Friday, July 16, 2010

Financial Reform: The Lawyers and Lobbyists Full Employment Act

Heritage "Washington looks increasingly like a public-works jobs program for lawyers and lobbyists, a profit center for professionals who are in business for themselves.” The Dodd-Frank bill is the perfect extension of Washington as “a public-works jobs program for lawyers and lobbyists.” Instead of encouraging the U.S. economy to invest in engineers, technology and new products, it requires firms to invest in lawyers and lobbyists just to stay alive. It will do nothing to help create new wealth or new net jobs in the economy, but will transfer more wealth to lobbying and law firms in Washington, D.C."

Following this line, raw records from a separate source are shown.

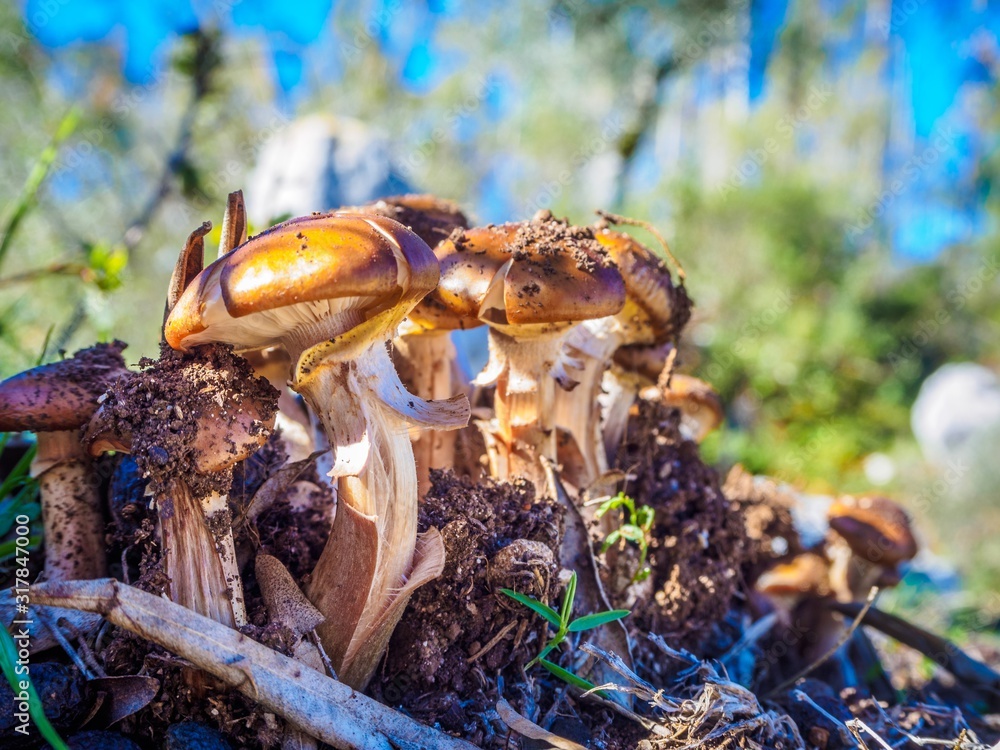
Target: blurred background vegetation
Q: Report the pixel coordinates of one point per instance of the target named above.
(825, 172)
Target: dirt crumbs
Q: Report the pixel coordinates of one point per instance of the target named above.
(767, 516)
(189, 416)
(698, 542)
(459, 632)
(430, 218)
(61, 395)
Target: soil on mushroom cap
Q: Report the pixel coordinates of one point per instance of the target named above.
(698, 541)
(160, 408)
(546, 237)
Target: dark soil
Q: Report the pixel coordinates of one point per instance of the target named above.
(698, 540)
(767, 515)
(162, 411)
(459, 632)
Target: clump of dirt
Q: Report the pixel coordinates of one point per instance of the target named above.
(545, 237)
(61, 395)
(166, 412)
(698, 541)
(459, 632)
(430, 218)
(767, 517)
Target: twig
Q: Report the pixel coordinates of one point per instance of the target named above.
(941, 651)
(872, 595)
(61, 640)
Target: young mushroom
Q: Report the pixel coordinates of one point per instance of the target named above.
(700, 406)
(54, 401)
(870, 536)
(530, 283)
(332, 289)
(654, 312)
(423, 351)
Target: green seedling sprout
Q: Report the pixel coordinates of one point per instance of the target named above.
(636, 529)
(564, 626)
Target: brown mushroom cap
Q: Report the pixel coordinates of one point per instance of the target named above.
(368, 262)
(657, 309)
(542, 272)
(61, 395)
(875, 527)
(431, 218)
(807, 573)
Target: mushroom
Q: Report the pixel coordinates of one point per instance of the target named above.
(530, 282)
(870, 536)
(54, 401)
(423, 351)
(273, 363)
(654, 312)
(188, 419)
(332, 289)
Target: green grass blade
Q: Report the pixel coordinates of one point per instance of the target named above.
(535, 606)
(568, 677)
(8, 662)
(9, 548)
(589, 622)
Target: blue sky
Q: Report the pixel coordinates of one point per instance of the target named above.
(936, 46)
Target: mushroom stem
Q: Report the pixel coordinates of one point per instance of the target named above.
(522, 367)
(578, 411)
(366, 413)
(219, 519)
(71, 508)
(191, 557)
(429, 360)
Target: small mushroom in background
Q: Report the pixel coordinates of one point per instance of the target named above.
(287, 606)
(423, 351)
(530, 282)
(54, 401)
(870, 537)
(700, 406)
(654, 313)
(332, 289)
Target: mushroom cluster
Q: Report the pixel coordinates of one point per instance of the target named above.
(324, 342)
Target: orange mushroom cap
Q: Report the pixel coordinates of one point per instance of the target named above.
(536, 273)
(659, 310)
(368, 263)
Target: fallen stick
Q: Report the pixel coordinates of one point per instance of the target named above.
(324, 708)
(971, 672)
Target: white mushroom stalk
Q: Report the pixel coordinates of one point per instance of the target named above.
(332, 291)
(654, 312)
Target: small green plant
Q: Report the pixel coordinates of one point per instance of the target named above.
(564, 626)
(636, 529)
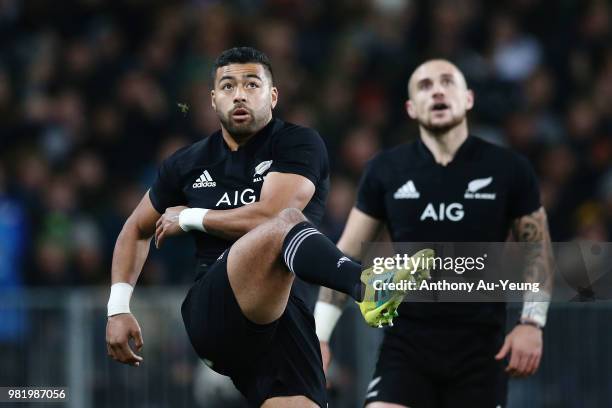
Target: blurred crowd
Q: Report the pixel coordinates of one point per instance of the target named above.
(89, 95)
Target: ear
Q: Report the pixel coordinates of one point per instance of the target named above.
(273, 96)
(410, 109)
(469, 100)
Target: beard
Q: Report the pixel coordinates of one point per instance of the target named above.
(441, 128)
(242, 130)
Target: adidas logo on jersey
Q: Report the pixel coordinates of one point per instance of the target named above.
(204, 181)
(408, 190)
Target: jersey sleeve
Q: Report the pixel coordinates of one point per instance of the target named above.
(371, 194)
(166, 190)
(301, 151)
(525, 191)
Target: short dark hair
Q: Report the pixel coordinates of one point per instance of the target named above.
(242, 55)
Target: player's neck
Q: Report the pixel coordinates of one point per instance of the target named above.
(445, 145)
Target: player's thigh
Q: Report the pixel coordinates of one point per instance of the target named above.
(260, 281)
(296, 401)
(400, 378)
(485, 386)
(480, 380)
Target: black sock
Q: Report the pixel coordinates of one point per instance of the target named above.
(315, 259)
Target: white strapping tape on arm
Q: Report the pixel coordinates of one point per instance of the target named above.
(119, 300)
(326, 317)
(192, 219)
(535, 308)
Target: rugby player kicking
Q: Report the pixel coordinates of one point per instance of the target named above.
(251, 195)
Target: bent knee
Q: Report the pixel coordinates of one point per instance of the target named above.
(289, 402)
(291, 216)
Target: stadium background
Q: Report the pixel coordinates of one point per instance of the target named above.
(88, 107)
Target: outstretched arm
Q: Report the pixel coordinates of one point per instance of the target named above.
(524, 342)
(130, 253)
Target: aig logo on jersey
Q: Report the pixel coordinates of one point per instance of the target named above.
(474, 186)
(204, 181)
(452, 212)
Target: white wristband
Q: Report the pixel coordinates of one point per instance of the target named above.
(192, 219)
(326, 317)
(536, 310)
(119, 300)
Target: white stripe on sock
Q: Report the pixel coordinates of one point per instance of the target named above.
(292, 244)
(297, 245)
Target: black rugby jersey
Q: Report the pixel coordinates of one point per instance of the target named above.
(474, 198)
(207, 174)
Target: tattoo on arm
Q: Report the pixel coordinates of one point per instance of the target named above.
(333, 297)
(533, 228)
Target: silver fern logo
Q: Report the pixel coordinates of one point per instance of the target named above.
(476, 185)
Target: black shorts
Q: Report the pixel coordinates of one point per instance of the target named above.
(435, 367)
(282, 358)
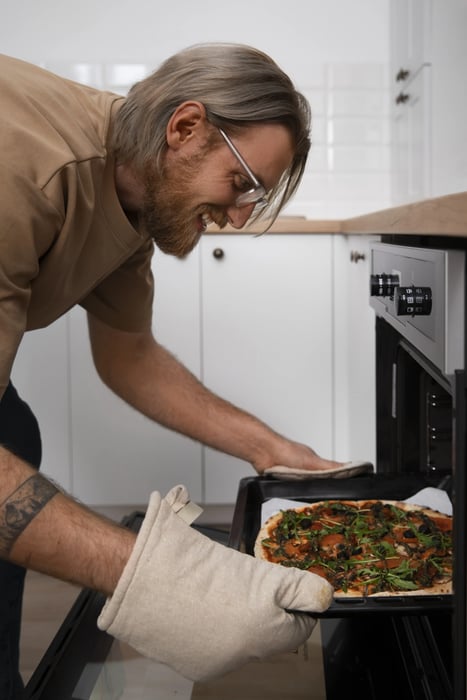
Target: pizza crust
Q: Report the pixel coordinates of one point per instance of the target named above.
(437, 589)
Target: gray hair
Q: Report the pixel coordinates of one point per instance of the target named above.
(238, 85)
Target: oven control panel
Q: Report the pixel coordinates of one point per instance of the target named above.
(421, 293)
(408, 301)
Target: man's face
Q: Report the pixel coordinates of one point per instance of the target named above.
(200, 184)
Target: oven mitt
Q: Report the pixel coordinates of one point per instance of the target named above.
(348, 469)
(202, 608)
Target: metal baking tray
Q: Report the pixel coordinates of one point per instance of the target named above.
(254, 491)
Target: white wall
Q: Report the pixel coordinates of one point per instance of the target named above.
(336, 51)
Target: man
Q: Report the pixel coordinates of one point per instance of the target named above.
(89, 182)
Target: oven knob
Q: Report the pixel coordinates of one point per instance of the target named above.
(413, 301)
(383, 285)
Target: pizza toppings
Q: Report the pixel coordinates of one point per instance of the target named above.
(364, 547)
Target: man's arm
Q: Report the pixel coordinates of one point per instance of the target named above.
(45, 530)
(150, 379)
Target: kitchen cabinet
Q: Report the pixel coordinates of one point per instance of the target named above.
(428, 63)
(354, 347)
(118, 455)
(41, 375)
(411, 158)
(267, 318)
(262, 321)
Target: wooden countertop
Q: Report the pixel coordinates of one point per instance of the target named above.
(440, 216)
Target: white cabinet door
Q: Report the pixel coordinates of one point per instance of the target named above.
(267, 319)
(428, 64)
(40, 374)
(119, 456)
(354, 397)
(411, 163)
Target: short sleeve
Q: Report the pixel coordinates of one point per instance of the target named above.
(124, 299)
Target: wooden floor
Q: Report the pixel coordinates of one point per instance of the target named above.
(46, 603)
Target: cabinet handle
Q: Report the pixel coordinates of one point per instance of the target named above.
(355, 256)
(402, 74)
(402, 98)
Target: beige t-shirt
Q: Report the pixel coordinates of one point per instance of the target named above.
(64, 239)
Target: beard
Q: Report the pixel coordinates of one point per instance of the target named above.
(167, 216)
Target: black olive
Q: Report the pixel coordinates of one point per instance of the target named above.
(343, 554)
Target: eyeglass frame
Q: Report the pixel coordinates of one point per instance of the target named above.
(256, 194)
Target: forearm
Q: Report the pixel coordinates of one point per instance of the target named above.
(160, 387)
(149, 378)
(46, 530)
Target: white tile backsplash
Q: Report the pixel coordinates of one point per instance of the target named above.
(348, 170)
(358, 103)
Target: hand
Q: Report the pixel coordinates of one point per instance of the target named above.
(202, 608)
(297, 461)
(295, 455)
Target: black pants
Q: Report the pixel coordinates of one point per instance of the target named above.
(19, 433)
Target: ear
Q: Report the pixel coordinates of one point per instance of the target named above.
(186, 124)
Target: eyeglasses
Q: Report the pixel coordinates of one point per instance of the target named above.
(257, 193)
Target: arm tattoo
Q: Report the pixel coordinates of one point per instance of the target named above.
(22, 506)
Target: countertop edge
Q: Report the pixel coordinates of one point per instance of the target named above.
(438, 216)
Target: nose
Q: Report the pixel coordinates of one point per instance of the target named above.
(238, 216)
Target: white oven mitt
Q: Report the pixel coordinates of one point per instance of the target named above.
(345, 471)
(203, 608)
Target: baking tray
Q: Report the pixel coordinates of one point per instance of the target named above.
(254, 491)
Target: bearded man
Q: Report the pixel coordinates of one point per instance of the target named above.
(91, 182)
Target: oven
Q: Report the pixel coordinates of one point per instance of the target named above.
(406, 647)
(418, 294)
(382, 648)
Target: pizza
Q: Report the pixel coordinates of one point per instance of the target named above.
(364, 548)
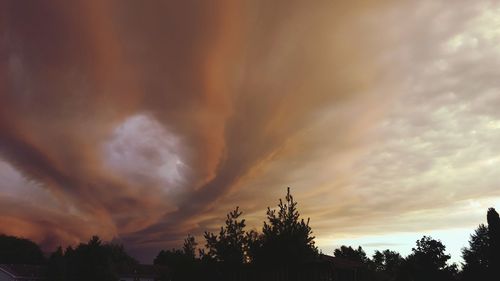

Dodd-Frank may backfire on Democrats. "That's because, like stimulus and health care, Democrats turned the financial regulation bill into a monstrosity. What started as a promise to streamline and modernize the financial system turned into 2,300 pages of new agencies and new powers for the very authorities that fomented the financial crisis. The bill is laden with uncertainty and brimming with costly regulations on small businesses. Sen. Chris Dodd and Rep. Barney Frank made it easy for Republicans to pronounce their bill more Obama Big Government—a "Main Street takeover"—and to justify their votes against it." KIMBERLEY A. STRASSEL

7 Reasons to Be Skeptical About Financial Reform "Democrats will no doubt hail the bill as a major accomplishment before the midterm elections. After all, it is perhaps the most significant piece of progressive financial legislation since the Great Depression. But the Atlantic has also spent considerable time pointing out all the ways financial reform could fail to curb risk appetite, strengthen the most dangerous banks and hurt ultimately taxpayers. Here* are seven reasons to be skeptical about financial reform:"...Derek Thompson is a staff editor at TheAtlantic.com, where he writes about economics, business, and technology.

Business Knows More than Obama "But all business is asking for is some clarity and certainty regarding government intentions, especially on taxes and regulation. Take, for example, the new 2,300-page bank-regulation bill, which spreads 243 new regulatory provisions across ten agencies. No one really knows what’s in this document, or what the unintended consequences will be. Until people figure this out, it could freeze bank lending for years."

All the above shows what happens when we let celebrities and academics choose our president.